Géomètre à la retraite, ancien officier dans l'artillerie, germanophone, mais aussi diacre, bénévole dans le secteur social et conducteur d'une antique Trabant est-allemande, cet amateur de pipe à la barbe blanche s'est dit surpris d'avoir été choisi.

"Je pensais que je n'avais aucune chance", a confié l'heureux élu cité par l'agence autrichienne APA.

"Quand j'ai lu la description de l'ermitage de Saalfelden, je me suis dit: c'est un endroit pour moi, c'est là que je veux être+", a-t-il ajouté.

Accroché à une falaise à 1.400 mètres d'altitude, l'ermitage offre une vue splendide sur les Alpes de la région de Salzbourg. Voué à Saint-Georges, il attire chaque été des centaines de pèlerins et de randonneurs.

"Le candidat doit être conscient que l'ermite de Saalfelden ne mène pas une vie solitaire: beaucoup de gens viennent se confier", avait expliqué à l'AFP en janvier le curé local Alois Moser qui supervisait le recrutement pour ce poste non rémunéré.

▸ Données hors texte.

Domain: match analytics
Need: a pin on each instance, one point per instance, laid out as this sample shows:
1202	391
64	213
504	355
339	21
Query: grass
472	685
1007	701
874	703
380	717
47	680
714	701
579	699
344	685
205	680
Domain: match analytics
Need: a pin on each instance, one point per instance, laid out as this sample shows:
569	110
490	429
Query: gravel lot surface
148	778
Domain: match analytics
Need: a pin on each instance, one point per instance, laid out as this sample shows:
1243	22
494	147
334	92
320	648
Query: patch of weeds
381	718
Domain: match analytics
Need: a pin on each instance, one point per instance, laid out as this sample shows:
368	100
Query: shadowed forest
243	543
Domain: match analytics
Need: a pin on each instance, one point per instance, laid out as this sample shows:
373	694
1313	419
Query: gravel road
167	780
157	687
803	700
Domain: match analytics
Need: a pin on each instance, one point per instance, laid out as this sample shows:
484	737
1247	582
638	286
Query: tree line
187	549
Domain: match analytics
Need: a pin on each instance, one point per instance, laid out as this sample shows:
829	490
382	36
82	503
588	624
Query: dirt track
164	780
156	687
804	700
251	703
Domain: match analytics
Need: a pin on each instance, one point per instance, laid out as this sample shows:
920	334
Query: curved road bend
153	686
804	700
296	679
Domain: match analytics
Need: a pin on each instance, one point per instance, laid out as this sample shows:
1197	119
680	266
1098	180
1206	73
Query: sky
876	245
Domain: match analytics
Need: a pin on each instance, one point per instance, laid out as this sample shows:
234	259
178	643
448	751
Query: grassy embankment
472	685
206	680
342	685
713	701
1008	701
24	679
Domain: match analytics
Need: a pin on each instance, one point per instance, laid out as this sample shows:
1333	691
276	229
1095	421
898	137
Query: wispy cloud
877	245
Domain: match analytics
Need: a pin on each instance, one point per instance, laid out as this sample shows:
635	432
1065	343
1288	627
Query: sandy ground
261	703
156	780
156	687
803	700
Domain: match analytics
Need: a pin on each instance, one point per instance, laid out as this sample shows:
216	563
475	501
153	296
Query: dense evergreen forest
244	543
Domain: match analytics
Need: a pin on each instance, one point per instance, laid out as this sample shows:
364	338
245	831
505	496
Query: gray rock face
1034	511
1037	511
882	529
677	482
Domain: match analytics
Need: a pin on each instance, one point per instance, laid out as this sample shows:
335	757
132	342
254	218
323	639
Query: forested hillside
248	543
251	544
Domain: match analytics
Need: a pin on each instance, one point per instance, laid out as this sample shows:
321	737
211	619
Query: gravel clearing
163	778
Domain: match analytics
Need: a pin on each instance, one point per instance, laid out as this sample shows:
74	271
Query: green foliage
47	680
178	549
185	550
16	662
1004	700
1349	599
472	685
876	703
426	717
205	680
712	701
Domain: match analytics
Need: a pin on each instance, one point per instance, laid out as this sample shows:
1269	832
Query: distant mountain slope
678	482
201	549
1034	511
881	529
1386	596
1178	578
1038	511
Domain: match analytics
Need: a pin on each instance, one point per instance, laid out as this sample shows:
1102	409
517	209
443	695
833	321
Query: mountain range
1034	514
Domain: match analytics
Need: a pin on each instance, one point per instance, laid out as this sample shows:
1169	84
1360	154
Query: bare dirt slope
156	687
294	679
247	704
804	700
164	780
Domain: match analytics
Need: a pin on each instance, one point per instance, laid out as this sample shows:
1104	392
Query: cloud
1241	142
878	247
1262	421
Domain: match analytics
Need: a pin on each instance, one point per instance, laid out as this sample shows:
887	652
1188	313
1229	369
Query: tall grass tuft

La vie de Stan n'a pas été un long fleuve tranquille, explique-t-il, convaincu que son expérience lui sera utile. Outre son engagement social auprès des sans-abris, des alcooliques, des toxicomanes, des détenus, ce catholique père de deux enfants a été confronté à la maladie mentale de son ex-femme puis à la pauvreté qui a suivi leur séparation.

Créé il y a plus de 350 ans, l'ermitage de Saalfelden a été occupé presque chaque année.

Après avoir été assumée pendant douze ans par un moine bénédictin, la fonction d'ermite a été occupée l'été dernier par un ancien prêtre et psychothérapeute viennois, qui a choisi de retourner à la vie civile au bout de six mois.

Certains pèlerins ravitaillent le lieu en eau, épargnant ainsi à l'ermite des heures de marche un jerrican au bras.

En raison de son caractère très spartiate, l'ermitage n'est occupé que d'avril à octobre, son occupant étant libre de passer l'hiver dans un endroit de son choix.

Le nouvel ermite de Saalfelden prendra ses fonctions le 30 avril.